A new change in the law is set to offer more legal protection for unmarried couples.
The Civil Partnership Act 2004 enabled same sex couples to enter into a civil partnership, whilst the Marriage (Same Sex Couples) Act 2013 allowed same sex couples to marry. However, in June 2018 the Supreme Court decided that just offering civil partnerships as an option to same sex couples, but not to mixed couples, was a breach of European Law.
Theresa May has now announced a change in the law. Mixed sex couples will be able to enter into civil partnerships if they don’t want to marry but want aspects of their relationship to be formalised legally eg giving them the same rights of inheritance and rights in respect of pensions as if they were married.
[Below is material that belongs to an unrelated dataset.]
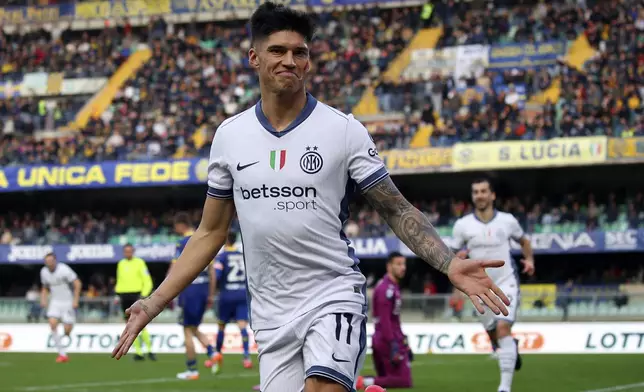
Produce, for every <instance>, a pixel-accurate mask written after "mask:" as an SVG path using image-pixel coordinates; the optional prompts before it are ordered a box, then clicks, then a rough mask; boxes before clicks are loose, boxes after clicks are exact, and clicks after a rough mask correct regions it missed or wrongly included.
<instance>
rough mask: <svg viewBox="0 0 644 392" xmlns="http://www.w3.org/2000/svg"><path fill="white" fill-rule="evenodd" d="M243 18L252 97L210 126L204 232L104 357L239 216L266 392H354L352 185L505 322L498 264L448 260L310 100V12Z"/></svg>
mask: <svg viewBox="0 0 644 392" xmlns="http://www.w3.org/2000/svg"><path fill="white" fill-rule="evenodd" d="M250 24H251V34H252V40H251V45H252V46H251V49H250V50H249V63H250V65H251V66H252V67H253V68H255V69H256V70H257V73H258V75H259V82H260V90H261V100H260V101H259V102H258V103H257V104H256V105H255V106H254V107H252V108H251V109H249V110H247V111H245V112H242V113H240V114H238V115H236V116H234V117H232V118H229V119H228V120H226V121H224V122H223V123H222V124H221V125H220V126H219V129H218V130H217V132H216V134H215V137H214V140H213V143H212V149H211V153H210V163H209V167H208V170H209V173H208V185H209V189H208V197H207V198H206V202H205V205H204V210H203V214H202V220H201V223H200V224H199V228H198V229H197V231H196V232H195V233H194V235H193V236H192V237H191V239H190V241H189V242H188V244H187V245H186V247H185V249H184V251H183V253H182V254H181V256H180V257H179V259H178V260H177V262H176V263H175V266H174V267H173V269H172V270H171V271H170V273H169V274H168V276H167V277H166V279H165V281H164V282H163V283H162V284H161V285H160V286H159V288H158V289H157V290H156V291H155V292H154V293H153V294H152V295H151V296H150V297H149V298H146V299H143V300H141V301H139V302H137V303H136V304H135V305H133V306H132V308H131V309H130V312H131V314H132V316H133V317H130V320H129V322H128V325H127V326H126V328H125V331H124V332H123V334H122V335H121V339H120V340H119V343H118V344H117V346H116V348H115V349H114V351H113V354H112V355H113V356H114V357H116V358H120V357H121V356H122V355H124V354H125V353H126V352H127V350H128V349H129V347H130V345H131V343H132V341H133V340H134V338H135V336H136V334H137V333H138V331H140V330H141V328H142V327H143V326H144V325H146V324H147V323H148V322H149V321H150V320H151V319H152V318H153V317H155V316H156V315H157V314H159V312H160V311H161V310H162V309H163V308H164V307H165V306H166V304H167V303H168V302H169V301H170V300H172V298H174V297H175V296H176V295H177V294H178V293H179V292H180V291H181V290H182V289H183V288H184V287H186V286H187V285H188V284H189V283H190V282H191V281H192V280H193V279H194V278H195V276H197V274H198V273H199V271H201V270H203V269H204V267H205V266H206V265H207V264H208V263H209V262H210V260H212V259H213V257H215V255H216V254H217V251H218V250H219V249H220V248H221V246H222V245H223V244H224V241H225V240H226V236H227V234H228V227H229V225H230V222H231V220H232V218H233V215H234V212H235V210H236V211H237V215H238V217H239V224H240V227H241V233H242V241H243V246H244V257H245V269H246V277H247V281H246V283H247V285H248V292H249V295H250V298H249V308H250V325H251V328H252V329H253V331H254V333H255V340H256V342H257V345H258V351H259V367H260V383H261V391H263V392H301V391H303V390H304V391H306V392H344V391H351V390H353V388H354V385H355V379H356V376H357V373H358V372H359V371H360V370H361V367H362V364H363V362H364V357H365V349H366V338H367V336H366V331H365V329H366V328H365V327H366V321H367V317H366V311H367V298H366V295H365V282H366V279H365V277H364V276H363V275H362V273H361V272H360V270H359V269H358V260H357V258H356V257H355V250H354V249H353V247H352V246H351V242H350V241H349V240H348V239H347V238H346V236H345V235H344V233H343V231H342V228H343V223H344V221H345V220H346V219H347V218H348V216H349V211H348V206H349V197H350V195H351V193H353V191H354V190H355V191H359V192H362V193H363V194H364V195H365V197H366V198H367V200H368V201H369V202H370V203H371V205H373V206H374V208H375V209H376V210H377V211H378V212H379V213H380V214H381V215H382V216H383V218H384V219H386V220H387V222H388V224H389V225H390V226H391V227H392V229H393V230H394V232H395V233H396V234H397V235H398V236H399V237H400V238H401V239H402V240H403V241H404V242H405V243H406V244H407V246H408V247H409V248H410V249H411V250H412V251H414V252H415V253H416V254H417V255H419V256H420V257H422V258H423V259H424V260H426V261H427V262H428V263H429V264H431V265H432V266H434V267H436V268H437V269H439V270H440V271H442V272H443V273H446V274H448V276H449V278H450V279H451V281H452V283H453V284H454V285H455V286H456V287H458V288H460V289H461V290H463V291H464V292H466V293H468V294H469V295H470V297H471V298H472V299H476V306H477V307H478V308H479V309H480V311H481V312H482V311H483V307H482V306H481V305H480V303H479V298H480V299H482V300H483V301H485V303H486V304H488V306H490V307H492V309H494V310H495V311H496V312H503V313H505V314H507V310H506V309H505V306H504V304H503V302H505V303H506V304H509V301H508V300H507V298H506V297H505V295H504V294H503V293H502V292H501V291H500V290H499V289H498V288H497V287H496V286H494V284H493V283H492V281H491V280H490V279H489V277H488V276H487V275H486V274H485V267H500V266H501V265H503V262H501V261H495V262H489V261H480V262H476V263H473V264H472V263H469V262H466V261H465V260H463V259H460V258H457V257H456V256H455V255H454V254H453V253H452V251H451V250H450V249H449V248H448V247H447V246H446V245H445V244H444V243H443V242H442V241H441V239H440V236H439V235H438V233H437V232H436V230H434V228H433V227H432V226H431V224H430V223H429V220H428V219H427V218H426V217H425V215H424V214H423V213H422V212H420V211H418V210H417V209H415V208H414V207H413V206H412V205H411V204H410V203H409V202H408V201H407V200H405V198H404V197H403V196H402V195H401V194H400V192H399V191H398V189H397V188H396V186H395V185H394V184H393V182H392V180H391V179H390V178H389V175H388V173H387V170H386V168H385V166H384V164H383V163H382V161H381V160H380V158H379V157H378V152H377V151H376V148H375V145H374V143H373V141H372V140H371V138H370V136H369V133H368V131H367V130H366V128H365V127H364V126H362V125H361V124H360V123H359V122H358V121H356V120H355V119H354V118H353V116H351V115H345V114H343V113H341V112H339V111H338V110H336V109H333V108H331V107H329V106H327V105H325V104H323V103H321V102H318V101H317V100H316V99H315V98H314V97H312V96H311V95H309V94H307V92H306V90H305V88H304V84H305V83H304V81H305V77H306V74H307V73H308V71H309V69H310V57H309V46H308V45H309V43H310V42H311V40H312V38H313V35H314V25H313V23H312V21H311V19H310V18H309V17H308V15H306V14H304V13H301V12H298V11H295V10H292V9H289V8H287V7H284V6H278V5H275V4H274V3H270V2H267V3H263V4H262V5H261V6H259V7H258V8H257V10H256V11H255V12H254V14H253V16H252V17H251V23H250ZM497 295H498V297H497ZM499 297H500V298H499ZM502 301H503V302H502Z"/></svg>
Unmarried couples are the fastest growing type of ‘family’. It’s believed that 3.3 million unmarried couples in the UK live together, many of whom have children and live as families.
Although many believe that living with a partner for a period of time makes them ‘common law man and wife’ with the same rights as if they were married, this is not the case legally.
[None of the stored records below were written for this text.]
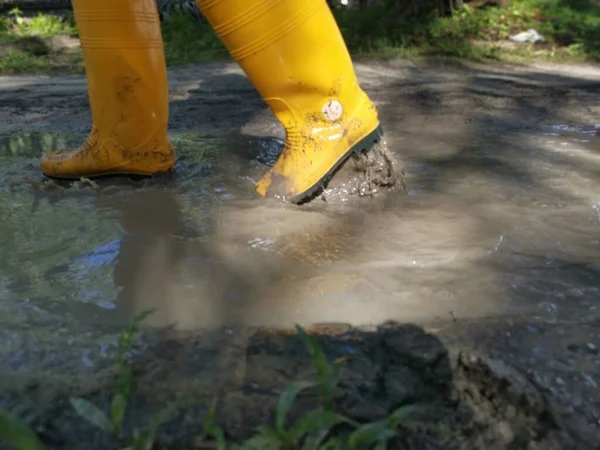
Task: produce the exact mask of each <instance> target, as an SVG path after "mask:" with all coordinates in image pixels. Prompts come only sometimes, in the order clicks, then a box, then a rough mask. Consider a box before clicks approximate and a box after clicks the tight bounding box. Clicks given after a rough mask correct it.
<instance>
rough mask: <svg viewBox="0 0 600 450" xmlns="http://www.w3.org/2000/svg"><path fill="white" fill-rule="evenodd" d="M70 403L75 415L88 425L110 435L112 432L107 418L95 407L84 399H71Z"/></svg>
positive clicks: (107, 418)
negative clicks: (100, 428) (82, 418)
mask: <svg viewBox="0 0 600 450" xmlns="http://www.w3.org/2000/svg"><path fill="white" fill-rule="evenodd" d="M70 401H71V405H73V407H74V408H75V410H76V411H77V413H78V414H79V415H80V416H81V417H83V418H84V419H85V420H87V421H88V422H89V423H91V424H92V425H96V426H97V427H98V428H101V429H102V430H104V431H105V432H106V433H110V432H111V431H112V426H111V423H110V420H109V419H108V416H107V415H106V414H105V413H104V411H102V410H100V409H99V408H98V407H97V406H96V405H94V404H93V403H91V402H89V401H87V400H86V399H84V398H72V399H71V400H70Z"/></svg>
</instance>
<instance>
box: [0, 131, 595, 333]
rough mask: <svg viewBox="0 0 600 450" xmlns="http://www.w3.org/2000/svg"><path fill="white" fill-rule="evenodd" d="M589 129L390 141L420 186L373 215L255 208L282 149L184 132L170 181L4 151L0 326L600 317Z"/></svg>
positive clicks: (386, 205) (411, 136)
mask: <svg viewBox="0 0 600 450" xmlns="http://www.w3.org/2000/svg"><path fill="white" fill-rule="evenodd" d="M594 131H595V130H593V129H584V128H577V127H568V126H562V125H551V126H546V127H540V128H539V130H536V131H529V132H527V133H507V134H506V135H503V136H501V139H500V138H498V137H495V136H490V137H489V141H487V142H486V140H479V141H471V142H462V143H460V142H453V141H452V136H449V139H448V141H447V142H443V141H440V140H439V139H435V137H433V138H432V137H431V136H427V137H422V138H420V139H419V137H418V136H410V135H409V136H406V135H403V136H402V137H399V136H394V135H393V134H392V135H390V136H389V137H388V140H387V142H388V145H389V147H390V148H392V149H395V150H396V152H397V154H398V155H402V161H403V163H404V165H405V167H406V172H407V186H408V188H407V191H405V192H402V191H400V192H394V193H391V194H388V195H387V196H386V197H385V198H384V199H383V200H382V199H378V202H377V206H376V207H373V203H374V202H372V201H370V200H366V199H361V200H357V201H356V202H355V203H353V204H352V205H351V206H348V205H341V206H340V205H331V207H324V206H323V205H322V204H318V203H319V201H318V200H316V201H315V202H313V204H309V205H306V206H301V207H296V206H286V205H282V204H281V203H280V202H278V201H276V200H268V201H264V200H260V199H256V198H255V196H254V193H253V183H254V181H255V180H256V179H257V178H258V177H259V176H260V175H261V174H262V172H263V171H264V170H265V168H266V167H267V164H270V163H272V161H273V160H274V158H275V157H276V155H277V152H278V149H279V148H280V144H281V141H280V140H278V139H275V138H273V139H261V138H257V137H253V136H248V135H242V134H235V133H229V134H227V135H223V134H212V135H209V134H180V135H175V136H173V142H174V144H175V146H176V148H177V151H178V156H179V161H178V166H177V170H176V173H175V174H174V175H172V176H169V177H162V178H158V179H154V180H145V181H130V180H116V181H115V180H105V181H99V182H97V183H89V184H88V183H85V182H84V183H79V184H78V185H77V186H74V187H70V188H64V187H62V186H58V185H54V184H40V182H41V181H42V179H41V178H40V176H39V173H37V166H36V164H35V163H36V161H37V159H36V158H37V157H38V155H39V153H40V150H41V149H42V150H45V151H46V150H51V149H54V148H59V147H60V146H62V145H68V144H74V143H76V142H77V141H78V140H79V139H81V136H60V135H56V136H53V135H29V136H22V137H17V138H14V137H13V138H11V139H4V140H3V141H2V143H1V144H0V147H1V148H2V156H1V158H2V170H3V171H4V174H3V180H4V181H3V186H2V189H1V190H0V195H2V196H3V197H4V198H3V200H2V204H3V205H4V206H3V210H2V216H3V218H2V222H1V223H0V236H2V240H1V244H0V245H1V247H0V251H1V252H2V254H3V258H2V263H1V264H2V274H3V276H2V283H1V284H2V285H1V286H0V292H1V293H2V299H3V301H2V308H3V309H4V310H5V312H6V315H3V316H4V317H10V315H11V313H10V311H14V310H15V307H17V306H18V307H19V308H21V307H23V305H26V304H29V305H31V308H32V309H31V311H32V312H31V313H30V314H31V315H32V316H35V315H36V314H39V315H40V316H43V315H44V314H66V316H68V317H70V318H72V319H73V320H75V321H77V322H81V323H89V322H91V323H98V324H106V323H109V324H111V325H114V324H116V323H122V322H124V321H126V320H127V319H128V318H130V317H132V316H133V315H135V314H137V313H139V312H140V311H142V310H144V309H147V308H156V309H157V310H158V311H157V313H156V314H155V315H154V318H153V319H152V320H151V321H152V323H153V324H154V325H156V326H160V327H174V328H178V329H194V328H198V327H204V326H219V325H223V324H244V325H269V326H283V327H288V326H292V325H293V324H294V323H301V324H305V325H306V324H315V323H339V322H342V323H352V324H356V325H362V324H369V323H371V324H375V323H381V322H383V321H385V320H398V321H400V322H406V321H428V320H431V319H439V318H447V317H458V318H463V317H464V318H466V317H479V316H493V315H507V314H508V315H510V314H522V313H527V314H534V315H542V316H549V317H552V316H554V315H556V314H558V313H559V311H561V310H563V309H564V310H571V309H573V310H577V311H580V310H581V308H583V309H584V310H586V311H589V313H590V314H596V311H597V304H596V303H597V302H598V301H599V299H600V291H599V286H598V271H599V270H600V269H599V266H598V264H599V262H600V241H599V240H598V236H600V234H599V233H598V230H599V228H600V221H599V217H598V216H599V214H598V204H599V202H600V197H599V196H598V195H599V194H598V193H599V192H600V187H599V186H598V181H597V180H598V178H597V174H598V173H599V172H600V152H598V149H599V148H600V144H599V142H598V141H599V138H598V137H597V136H595V135H594V134H593V133H594ZM494 139H497V141H496V142H494ZM408 144H410V147H409V145H408ZM461 145H462V147H461ZM525 149H527V150H525ZM257 153H258V155H257ZM17 309H18V308H17ZM33 311H36V313H34V312H33ZM13 316H14V313H13ZM5 320H6V319H5ZM20 325H23V326H25V325H26V324H25V323H23V324H20Z"/></svg>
Entering into a civil partnership involves a couple signing a register to register. There doesn’t have to be a ceremony and the couple don’t have to exchange any vows or form of wording, although many couples opt to do so. The couple need two witnesses. The ceremony cannot have any religious aspects to it (eg bible readings or hymn singing) and places of worship are not obliged to carry out civil partnership registrations. Many enter into civil partnerships at a registry office for a fee of approximately £50 including a copy of the civil partnership certificate.
A civil partnership crucially offers legal and financial protection for both parties in the event of their relationship ending or the death of one of the parties.